A major irrigation system overhaul was monumental. “The communication system had not been working for three years,” Armbruster says. “We went hole by hole, box by box. Just about every box had a component fried or surge protectors not working properly. We dug up several bad splices. We got it back running in five to six weeks.”

The 30-year-old, two-row irrigation system needed some TLC. “We changed out all 618 nozzles. Every individual head was looked at, mapped, inventoried and evaluated,” he says, “and a new pump station was installed that was already in the works prior to my arrival. The irrigation program is on cruise control now.”

As noted, the checklist was massive (it also should be noted work has been completed under budget). “We had to get a consistency with collars. The weed pressure here is something I never experienced before. We had explosive goosegrass. We wanted to get greens where we want them, trees where we want them, and so on from there. It was about getting the proper areas dialed in,” Armbruster says. “There was encroachment with cedar trees. I can’t put a number on it (how many trees were eliminated, but he ballparked it at 300). Trees in St. Louis are massive, 60 to 100 feet tall. Here, we have 30- or 40-foot cedars that suck the life out of them under the ground. Any time we take them down, it’s for turf health and playability reasons. We’re also giving (grass) a little food to chew on while improving fertility and conditions.”

The artificial tee on the driving range was redone, including removing battered mats, old infrastructure and crumbling asphalt. A new cart path with safer access was placed adjacent to the range. It all was done in-house. “I like to think we’re handy at laying concrete. I’ve got staff that likes to do more than just mow and weed-eat,” he says.

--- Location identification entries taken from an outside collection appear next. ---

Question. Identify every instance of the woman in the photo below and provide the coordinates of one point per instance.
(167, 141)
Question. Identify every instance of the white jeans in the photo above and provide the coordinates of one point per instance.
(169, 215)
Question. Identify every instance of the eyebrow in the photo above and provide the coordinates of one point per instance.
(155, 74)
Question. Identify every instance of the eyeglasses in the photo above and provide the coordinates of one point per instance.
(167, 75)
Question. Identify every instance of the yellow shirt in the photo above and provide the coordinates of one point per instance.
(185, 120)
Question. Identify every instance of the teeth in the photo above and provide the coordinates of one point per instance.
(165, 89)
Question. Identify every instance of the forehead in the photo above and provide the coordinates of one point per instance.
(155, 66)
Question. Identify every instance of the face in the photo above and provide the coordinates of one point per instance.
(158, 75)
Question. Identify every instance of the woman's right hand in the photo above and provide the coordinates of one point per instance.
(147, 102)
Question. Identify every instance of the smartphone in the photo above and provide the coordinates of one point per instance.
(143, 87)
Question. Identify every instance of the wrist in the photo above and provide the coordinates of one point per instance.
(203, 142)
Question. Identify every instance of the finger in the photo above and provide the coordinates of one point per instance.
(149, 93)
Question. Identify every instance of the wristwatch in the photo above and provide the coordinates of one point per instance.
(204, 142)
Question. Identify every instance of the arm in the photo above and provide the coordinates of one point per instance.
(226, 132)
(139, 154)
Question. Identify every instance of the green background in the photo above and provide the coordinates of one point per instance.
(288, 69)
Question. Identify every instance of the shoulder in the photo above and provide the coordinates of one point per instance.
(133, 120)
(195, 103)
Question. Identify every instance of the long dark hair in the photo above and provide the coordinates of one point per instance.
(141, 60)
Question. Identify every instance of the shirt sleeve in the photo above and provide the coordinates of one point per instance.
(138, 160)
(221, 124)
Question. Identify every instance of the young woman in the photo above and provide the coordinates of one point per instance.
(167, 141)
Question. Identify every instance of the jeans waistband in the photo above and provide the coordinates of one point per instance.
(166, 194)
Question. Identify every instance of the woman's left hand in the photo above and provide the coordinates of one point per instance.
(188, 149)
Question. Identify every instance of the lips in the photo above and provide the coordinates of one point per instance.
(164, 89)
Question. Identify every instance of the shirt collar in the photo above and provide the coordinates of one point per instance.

The crew’s buy-in invigorates Armbruster. “Our staff is visible. They wave to members. They smile. I’ve heard comments like, ‘Where did you get all this new staff?’ It’s been a new culture and atmosphere they’re working under now,” says Armbruster, whose 12-person seasonal staff includes assistant Andrew Mills, a two-year GCSAA member. “We’ve gotten a lot done quickly. We couldn’t have done it without the team. A lot of it is educating them the how and the why.”

The mission is a constant. “It’s establishing consistency. Not just hole-by-hole but day-by-day basis,” he says.

Besides recognizing what Ledgestone CC meant to him that first time he played the course, Armbruster got a taste of what the course’s presence means to members at this place that is part of a property owner’s association (although it has transitioned to semi-private by allowing public play). “On April 29, 2021, we had a microburst. Trees on the ground. The creek that runs through the course flooded. I got emails, calls from members, saying, ‘How can I help?’ They showed up with rakes, blowers. Twenty of them cleaned up debris. I never experienced that before. They take ownership as much as our staff does. That’s kind of what I already knew, that this is a special place,” he says.

On Thursdays from April to October, Armbruster and his wife, Katie, play in the club’s couples league. Although they live an 18-minute drive from Ledgestone CC, it sounds like a second home to them. “We feel like part of the family. We’re pretty happy here,” Armbruster says.

He is welcome to stay as long as he wants, if one member has anything to say about it. “I don’t want to lose him,” Russell says.